いわゆる司法制度改革なるものの実質的内容の大部分は,当初の最高裁の反対にも関わらず拙速に決定され押し切られたといった経緯もあって,欠陥だらけというしかない。基本的には大失敗だと思っている。リセットして旧制度に戻すべきだ。

失敗作の1つとして簡易裁判所の少額訴訟制度がある。

簡易迅速に事件を解決するという趣旨で新設された制度なのだが弊害がある。

迅速に勝訴判決を出したという実績稼ぎのためかどうか知らないが,極めてひどい審理不尽が目立つ。

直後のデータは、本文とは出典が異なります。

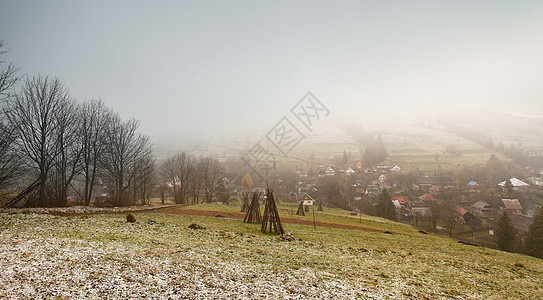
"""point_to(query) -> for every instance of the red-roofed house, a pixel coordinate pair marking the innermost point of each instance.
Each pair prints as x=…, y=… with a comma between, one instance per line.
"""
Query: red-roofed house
x=467, y=218
x=427, y=197
x=404, y=200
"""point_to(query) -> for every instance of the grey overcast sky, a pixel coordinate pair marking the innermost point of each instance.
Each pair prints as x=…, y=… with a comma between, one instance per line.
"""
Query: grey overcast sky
x=199, y=68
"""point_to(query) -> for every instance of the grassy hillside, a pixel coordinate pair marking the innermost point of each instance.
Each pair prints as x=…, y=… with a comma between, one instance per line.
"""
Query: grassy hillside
x=47, y=256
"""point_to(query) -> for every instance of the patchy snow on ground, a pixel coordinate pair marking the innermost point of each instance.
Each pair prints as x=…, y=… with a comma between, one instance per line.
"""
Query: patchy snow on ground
x=81, y=209
x=47, y=256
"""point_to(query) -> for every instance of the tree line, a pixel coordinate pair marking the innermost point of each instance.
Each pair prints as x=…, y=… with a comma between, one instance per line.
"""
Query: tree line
x=56, y=147
x=53, y=147
x=193, y=180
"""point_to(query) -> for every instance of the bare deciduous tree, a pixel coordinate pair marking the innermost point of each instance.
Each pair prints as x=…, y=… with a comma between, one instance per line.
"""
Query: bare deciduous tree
x=36, y=112
x=9, y=158
x=93, y=121
x=124, y=148
x=178, y=170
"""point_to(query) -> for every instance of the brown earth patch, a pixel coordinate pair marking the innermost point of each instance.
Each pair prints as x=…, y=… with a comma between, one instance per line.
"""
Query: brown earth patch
x=207, y=213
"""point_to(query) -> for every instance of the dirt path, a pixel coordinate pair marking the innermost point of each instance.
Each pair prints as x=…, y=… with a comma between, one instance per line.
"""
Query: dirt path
x=206, y=213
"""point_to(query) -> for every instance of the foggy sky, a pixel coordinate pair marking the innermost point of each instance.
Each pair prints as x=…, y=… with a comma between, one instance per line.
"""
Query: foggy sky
x=200, y=68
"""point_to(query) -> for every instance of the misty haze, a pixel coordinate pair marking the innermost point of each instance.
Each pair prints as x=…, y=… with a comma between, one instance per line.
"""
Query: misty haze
x=278, y=150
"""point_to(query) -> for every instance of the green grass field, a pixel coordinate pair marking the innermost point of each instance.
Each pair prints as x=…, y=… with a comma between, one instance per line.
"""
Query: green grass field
x=48, y=256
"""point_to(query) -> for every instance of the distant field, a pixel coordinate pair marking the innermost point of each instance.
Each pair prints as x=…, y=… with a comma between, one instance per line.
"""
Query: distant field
x=102, y=256
x=426, y=151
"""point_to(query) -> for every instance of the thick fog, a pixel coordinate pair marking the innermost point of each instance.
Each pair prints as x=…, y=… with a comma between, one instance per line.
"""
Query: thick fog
x=202, y=69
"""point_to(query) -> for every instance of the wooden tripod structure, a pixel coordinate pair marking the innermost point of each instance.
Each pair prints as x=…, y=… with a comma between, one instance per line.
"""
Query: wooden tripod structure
x=271, y=215
x=245, y=201
x=253, y=212
x=300, y=211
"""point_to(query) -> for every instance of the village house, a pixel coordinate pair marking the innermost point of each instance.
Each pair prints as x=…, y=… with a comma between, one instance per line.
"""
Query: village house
x=522, y=225
x=517, y=184
x=511, y=205
x=349, y=172
x=425, y=182
x=482, y=208
x=396, y=169
x=467, y=218
x=427, y=198
x=473, y=185
x=330, y=172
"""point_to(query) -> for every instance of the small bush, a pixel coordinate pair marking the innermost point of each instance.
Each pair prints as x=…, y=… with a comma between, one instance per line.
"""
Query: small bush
x=196, y=226
x=130, y=218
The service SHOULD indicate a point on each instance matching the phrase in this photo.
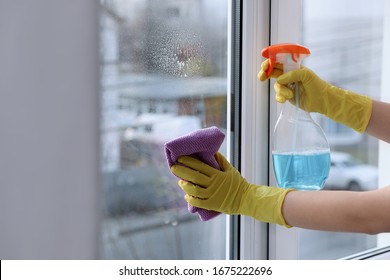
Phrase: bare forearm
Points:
(365, 212)
(379, 124)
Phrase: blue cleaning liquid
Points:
(306, 171)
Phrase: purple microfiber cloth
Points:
(202, 144)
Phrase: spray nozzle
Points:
(290, 55)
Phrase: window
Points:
(346, 41)
(164, 74)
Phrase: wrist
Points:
(349, 108)
(264, 204)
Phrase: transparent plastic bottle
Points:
(301, 153)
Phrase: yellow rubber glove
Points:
(316, 95)
(227, 191)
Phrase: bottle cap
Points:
(272, 51)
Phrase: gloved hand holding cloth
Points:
(316, 95)
(227, 191)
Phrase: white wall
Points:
(48, 129)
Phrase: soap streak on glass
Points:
(163, 75)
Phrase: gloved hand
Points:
(227, 191)
(316, 95)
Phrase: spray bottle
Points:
(301, 153)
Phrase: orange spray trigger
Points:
(291, 54)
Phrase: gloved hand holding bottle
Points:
(227, 191)
(316, 95)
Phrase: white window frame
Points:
(279, 20)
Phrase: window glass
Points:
(164, 74)
(346, 41)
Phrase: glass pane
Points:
(164, 74)
(346, 41)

司法試験に合格しておらず司法修習もしていない簡裁判事の場合,民事要件事実の理解が根本から間違っているのに自己の間違った見解を当事者に押し付け当事者の権利(訴訟上の人権)を侵害している例がある。

特に被告が勝訴すべき事案(=原告が敗訴すべき事案)において,被告が主張する適法な抗弁事由を理由なきものと言いくるめて撤回させた上で,原告勝訴の判決を言い渡している例もある。あまりにも不当だ。日弁連は実情を精密に調査した上で,日弁連としての対応策を真剣に検討すべきだと思う。少額訴訟なので(特に本来勝訴すべき被告の場合には本当はそもそも1円も出す必要がないはずであることから,弁護士にお金を払って相談することもまずないだろうと思われるので),不当審理や不当判決について弁護士が相談を受け,その実情を認識する機会が極めて乏しい。弁護士会は,特に意識して調査しなければ真の実情を知ることができない。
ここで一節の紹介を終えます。